Vous ventilez aussi, façon puzzle, réflexions et mots d’esprit d’un auteur…
J’ai choisi, dans les grandes répliques, celles qui ne demandaient pas d’explications… Il y avait un ordre à trouver, que les répliques se tiennent les unes aux autres pour ne pas que ça saute « du coca light » (du coq à l’âne, ndlr). Il y a toujours chez lui une chose et son contraire. Par exemple, quand il parle des acteurs, il fait dans la provocation : « La meilleure façon de ne pas leur donner de mauvais conseils, c’est de ne pas leur adresser la parole !!! » C’est de l’esprit de contradiction pur.
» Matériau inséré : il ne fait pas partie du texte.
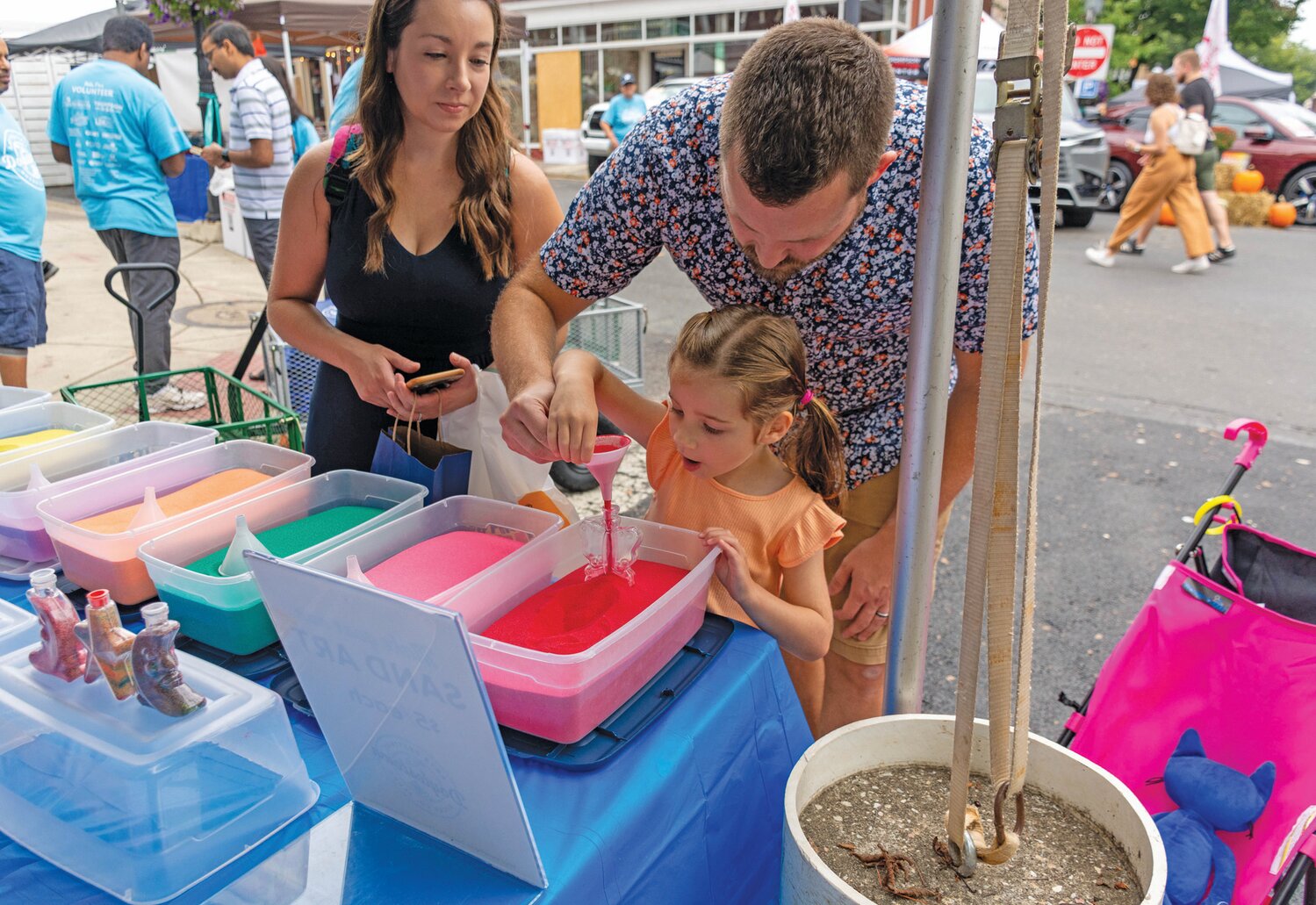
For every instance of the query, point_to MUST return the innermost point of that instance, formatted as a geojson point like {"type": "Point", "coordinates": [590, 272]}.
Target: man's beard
{"type": "Point", "coordinates": [780, 274]}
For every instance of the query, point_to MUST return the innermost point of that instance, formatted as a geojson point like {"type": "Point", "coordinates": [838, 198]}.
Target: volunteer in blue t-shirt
{"type": "Point", "coordinates": [23, 199]}
{"type": "Point", "coordinates": [112, 124]}
{"type": "Point", "coordinates": [624, 112]}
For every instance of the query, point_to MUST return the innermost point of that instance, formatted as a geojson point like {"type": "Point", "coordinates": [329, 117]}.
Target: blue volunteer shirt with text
{"type": "Point", "coordinates": [118, 129]}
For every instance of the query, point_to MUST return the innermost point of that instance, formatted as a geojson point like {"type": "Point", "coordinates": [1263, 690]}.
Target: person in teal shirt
{"type": "Point", "coordinates": [23, 202]}
{"type": "Point", "coordinates": [345, 102]}
{"type": "Point", "coordinates": [624, 112]}
{"type": "Point", "coordinates": [112, 124]}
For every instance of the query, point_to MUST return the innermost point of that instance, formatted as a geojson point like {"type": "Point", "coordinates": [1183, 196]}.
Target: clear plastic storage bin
{"type": "Point", "coordinates": [136, 802]}
{"type": "Point", "coordinates": [228, 612]}
{"type": "Point", "coordinates": [564, 696]}
{"type": "Point", "coordinates": [456, 514]}
{"type": "Point", "coordinates": [92, 559]}
{"type": "Point", "coordinates": [16, 398]}
{"type": "Point", "coordinates": [18, 628]}
{"type": "Point", "coordinates": [23, 537]}
{"type": "Point", "coordinates": [49, 416]}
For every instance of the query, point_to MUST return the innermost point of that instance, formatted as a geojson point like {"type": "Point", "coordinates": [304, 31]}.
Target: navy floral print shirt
{"type": "Point", "coordinates": [659, 190]}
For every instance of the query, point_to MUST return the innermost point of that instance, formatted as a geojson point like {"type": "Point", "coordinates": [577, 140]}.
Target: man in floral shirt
{"type": "Point", "coordinates": [793, 186]}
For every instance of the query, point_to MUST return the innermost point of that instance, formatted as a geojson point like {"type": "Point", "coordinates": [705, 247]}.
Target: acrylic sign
{"type": "Point", "coordinates": [400, 701]}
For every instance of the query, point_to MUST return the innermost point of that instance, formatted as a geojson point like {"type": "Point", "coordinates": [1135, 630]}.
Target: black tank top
{"type": "Point", "coordinates": [422, 306]}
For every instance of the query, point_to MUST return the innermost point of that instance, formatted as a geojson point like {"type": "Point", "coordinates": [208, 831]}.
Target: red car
{"type": "Point", "coordinates": [1279, 136]}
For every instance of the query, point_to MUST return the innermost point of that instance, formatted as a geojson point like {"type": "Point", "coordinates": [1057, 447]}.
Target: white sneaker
{"type": "Point", "coordinates": [1192, 266]}
{"type": "Point", "coordinates": [1100, 256]}
{"type": "Point", "coordinates": [174, 399]}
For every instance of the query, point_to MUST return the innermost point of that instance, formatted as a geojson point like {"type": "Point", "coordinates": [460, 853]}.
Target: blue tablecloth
{"type": "Point", "coordinates": [690, 812]}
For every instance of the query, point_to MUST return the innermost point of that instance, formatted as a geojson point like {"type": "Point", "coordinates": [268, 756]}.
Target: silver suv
{"type": "Point", "coordinates": [1083, 155]}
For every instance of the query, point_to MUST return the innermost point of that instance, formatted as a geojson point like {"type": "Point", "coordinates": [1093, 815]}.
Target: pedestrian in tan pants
{"type": "Point", "coordinates": [1166, 176]}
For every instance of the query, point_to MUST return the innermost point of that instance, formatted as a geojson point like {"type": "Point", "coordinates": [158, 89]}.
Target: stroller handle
{"type": "Point", "coordinates": [1257, 437]}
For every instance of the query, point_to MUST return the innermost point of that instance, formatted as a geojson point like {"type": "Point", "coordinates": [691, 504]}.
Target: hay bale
{"type": "Point", "coordinates": [1224, 176]}
{"type": "Point", "coordinates": [1248, 210]}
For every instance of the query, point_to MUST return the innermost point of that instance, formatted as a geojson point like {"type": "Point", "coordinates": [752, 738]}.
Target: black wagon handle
{"type": "Point", "coordinates": [139, 320]}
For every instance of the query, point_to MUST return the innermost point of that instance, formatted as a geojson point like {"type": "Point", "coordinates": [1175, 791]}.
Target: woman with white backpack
{"type": "Point", "coordinates": [1169, 176]}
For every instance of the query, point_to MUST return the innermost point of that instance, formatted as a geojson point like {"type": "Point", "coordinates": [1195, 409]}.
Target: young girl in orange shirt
{"type": "Point", "coordinates": [738, 390]}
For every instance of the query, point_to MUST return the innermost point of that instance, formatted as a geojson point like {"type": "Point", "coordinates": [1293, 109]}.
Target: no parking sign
{"type": "Point", "coordinates": [1092, 47]}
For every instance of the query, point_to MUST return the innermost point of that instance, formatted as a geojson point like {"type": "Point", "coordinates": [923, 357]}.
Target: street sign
{"type": "Point", "coordinates": [1092, 52]}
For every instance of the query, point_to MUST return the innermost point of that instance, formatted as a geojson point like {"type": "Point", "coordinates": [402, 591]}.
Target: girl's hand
{"type": "Point", "coordinates": [572, 413]}
{"type": "Point", "coordinates": [732, 569]}
{"type": "Point", "coordinates": [372, 370]}
{"type": "Point", "coordinates": [422, 406]}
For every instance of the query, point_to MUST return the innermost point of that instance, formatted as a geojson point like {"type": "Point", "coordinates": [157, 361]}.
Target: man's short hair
{"type": "Point", "coordinates": [126, 34]}
{"type": "Point", "coordinates": [234, 33]}
{"type": "Point", "coordinates": [809, 100]}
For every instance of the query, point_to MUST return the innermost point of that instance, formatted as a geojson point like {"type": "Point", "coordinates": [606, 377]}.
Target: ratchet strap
{"type": "Point", "coordinates": [1026, 149]}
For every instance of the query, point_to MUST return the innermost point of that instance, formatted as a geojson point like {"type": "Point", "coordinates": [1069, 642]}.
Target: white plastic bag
{"type": "Point", "coordinates": [496, 471]}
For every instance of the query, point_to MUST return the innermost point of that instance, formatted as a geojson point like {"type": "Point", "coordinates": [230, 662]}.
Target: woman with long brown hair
{"type": "Point", "coordinates": [413, 232]}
J’aime quand les choses prennent ces couleurs.

En plus rock, vous avez en vous un petit « quelque chose d’Audiard » !
La vie est un paradoxe. Jeune, j’étais spécial, bien frappé et allumé. J’étais toujours partant pour découvrir tout ce qui pouvait m’apporter quelque chose. Du coup, j’ai joué
Macbeth de Shakespeare dans une mise en scène de Roger Blin aussi bien que j’ai participé à des pièces et des happenings délirants avec Marc’O. La célébrité m’est tombée dessus très jeune. Je ne pensais pas que j’allais m’en sortir avec un tel parcours en zigzag, qui passe par le centre de délinquance pour jeunes de Savigny-sur-Orge. Faut croire que j’avais une bonne étoile. À défaut d’une éducation, mes parents m’ont donné une bonne nature… Ma jeunesse, c’est l’époque sexe and rock’n’roll. Et je préférais les voyages à ma carrière. J’ai une chose en commun avec Audiard, le rire comme une couverture, mais aussi comme une ligne de vie qui permet d’avoir du recul, du mordant.